- The Washington Times - Wednesday, September 24, 2008


The Iranian nuclear issue and the future of U.S.-Iran relations are among the most important and controversial subjects in the U.S. presidential campaign, and the results of the November election could have a tremendous impact on Iran.

Escalating international pressure over Iran’s nuclear program are giving Tehran a very hard time, and officials there are struggling to curtail the impact of sanctions on the Iranian economy.

Many in Tehran are hoping for a change in the international arena after the U.S. elections and are pinning their hopes on the Democratic nominee, Sen.
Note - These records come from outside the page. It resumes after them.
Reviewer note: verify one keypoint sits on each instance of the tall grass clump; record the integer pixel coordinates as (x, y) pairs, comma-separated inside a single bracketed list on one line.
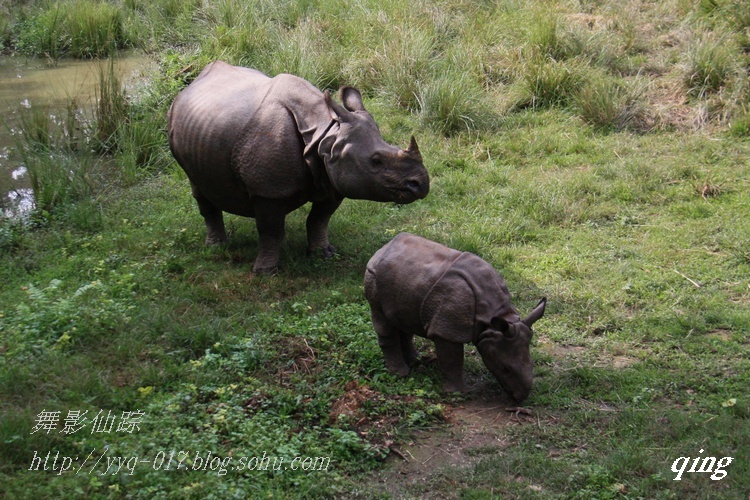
[(303, 51), (710, 65), (95, 29), (453, 103), (400, 59), (611, 103), (547, 82), (58, 173), (546, 38), (111, 110), (82, 28), (42, 33)]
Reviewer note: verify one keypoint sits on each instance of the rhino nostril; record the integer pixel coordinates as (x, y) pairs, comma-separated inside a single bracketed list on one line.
[(414, 187)]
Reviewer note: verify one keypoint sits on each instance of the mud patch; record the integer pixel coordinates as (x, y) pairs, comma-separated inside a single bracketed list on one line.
[(596, 359), (476, 428)]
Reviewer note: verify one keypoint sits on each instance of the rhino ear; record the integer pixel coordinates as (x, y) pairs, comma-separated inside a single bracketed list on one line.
[(351, 98), (337, 111), (537, 313)]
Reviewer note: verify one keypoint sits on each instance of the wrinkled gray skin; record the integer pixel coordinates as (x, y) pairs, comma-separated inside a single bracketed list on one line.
[(418, 287), (262, 147)]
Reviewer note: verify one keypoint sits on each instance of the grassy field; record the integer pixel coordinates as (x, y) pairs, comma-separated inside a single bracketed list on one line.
[(595, 152)]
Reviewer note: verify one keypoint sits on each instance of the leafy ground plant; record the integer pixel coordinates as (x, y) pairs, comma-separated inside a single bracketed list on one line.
[(114, 313)]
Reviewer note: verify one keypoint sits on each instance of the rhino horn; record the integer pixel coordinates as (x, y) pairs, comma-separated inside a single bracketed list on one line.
[(338, 112), (413, 149), (351, 98), (537, 313)]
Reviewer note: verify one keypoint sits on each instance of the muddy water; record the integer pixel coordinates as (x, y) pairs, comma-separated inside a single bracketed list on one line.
[(26, 82)]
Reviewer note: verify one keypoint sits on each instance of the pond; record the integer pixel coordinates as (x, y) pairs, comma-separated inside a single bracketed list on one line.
[(27, 82)]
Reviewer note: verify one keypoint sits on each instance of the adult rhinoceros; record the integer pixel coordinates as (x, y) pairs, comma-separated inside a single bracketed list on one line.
[(262, 147)]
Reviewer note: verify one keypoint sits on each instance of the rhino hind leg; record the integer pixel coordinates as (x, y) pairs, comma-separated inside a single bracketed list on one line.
[(407, 348), (390, 342), (450, 356), (317, 227), (269, 220), (213, 217)]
Barack Obama, who has called for negotiations with Iran without preconditions.

Last week, an Iranian news agency close to President Mahmoud Ahmadinejad, Parseh Press, went so far as to write that Mr. Ahmadinejad, who is in New York for the annual U.N. meeting of heads of state and government, would try to meet Mr. Obama on the sidelines of the U.N. gathering.
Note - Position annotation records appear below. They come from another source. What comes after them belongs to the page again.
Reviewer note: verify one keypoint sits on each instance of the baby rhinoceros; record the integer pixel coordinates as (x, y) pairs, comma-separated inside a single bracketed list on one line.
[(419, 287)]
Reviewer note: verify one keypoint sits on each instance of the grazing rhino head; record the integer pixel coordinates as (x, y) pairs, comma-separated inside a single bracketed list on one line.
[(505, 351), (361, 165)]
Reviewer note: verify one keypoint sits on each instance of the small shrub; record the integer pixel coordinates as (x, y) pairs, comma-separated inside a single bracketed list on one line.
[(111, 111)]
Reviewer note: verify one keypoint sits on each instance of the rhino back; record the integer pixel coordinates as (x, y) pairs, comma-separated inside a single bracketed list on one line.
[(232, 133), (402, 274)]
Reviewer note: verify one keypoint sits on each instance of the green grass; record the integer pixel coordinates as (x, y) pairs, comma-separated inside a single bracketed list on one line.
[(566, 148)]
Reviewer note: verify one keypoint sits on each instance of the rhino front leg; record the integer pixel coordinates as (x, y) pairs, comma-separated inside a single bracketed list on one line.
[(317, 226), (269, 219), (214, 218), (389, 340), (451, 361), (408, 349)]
Although the chances of such a meeting are nonexistent - and would be political suicide for Mr. Obama - the story suggests that Mr. Ahmadinejad is eager for an end to enmity with the United States after nearly three decades of hostility.
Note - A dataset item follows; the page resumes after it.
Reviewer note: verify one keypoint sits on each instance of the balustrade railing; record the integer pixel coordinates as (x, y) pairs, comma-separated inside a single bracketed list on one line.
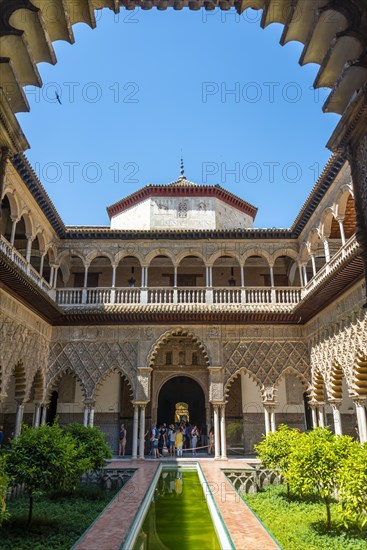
[(179, 295), (19, 260), (191, 295), (350, 247), (169, 295), (227, 295)]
Mr. Ahmadinejad’s own term ends in August 2009, but there are vivid signs that he expects to be re-elected and serve until 2013. Iranian Supreme Leader Ayatollah Ali Khamenei dropped a hint recently that he backs a second term for Mr. Ahmadinejad, hailing the president’s efforts and urging him to plan for another four years.

In spite of internal political conflicts in both the United States and Iran, those advocating confrontation are in increasingly weak positions and supporters of dialogue are growing stronger.

Breaking the taboo on high-level meetings would be easier for Mr. Ahmadinejad than for anyone else in the regime, because no one can accuse him of betraying revolutionary values - unlike former President Mohammad Khatami, who was harshly criticized for making concessions to improve relations with the West.

Mr. Ahmadinejad also may find it easier to relaunch a relationship with Washington if the United States elects its first black president. This would be the clearest sign of a brand new America in the minds of the Iranian people and would help put an end to a historical portrait of the United States - for Iranian regime supporters - as a cruel and rude imperialist nation that supported the despotic shah.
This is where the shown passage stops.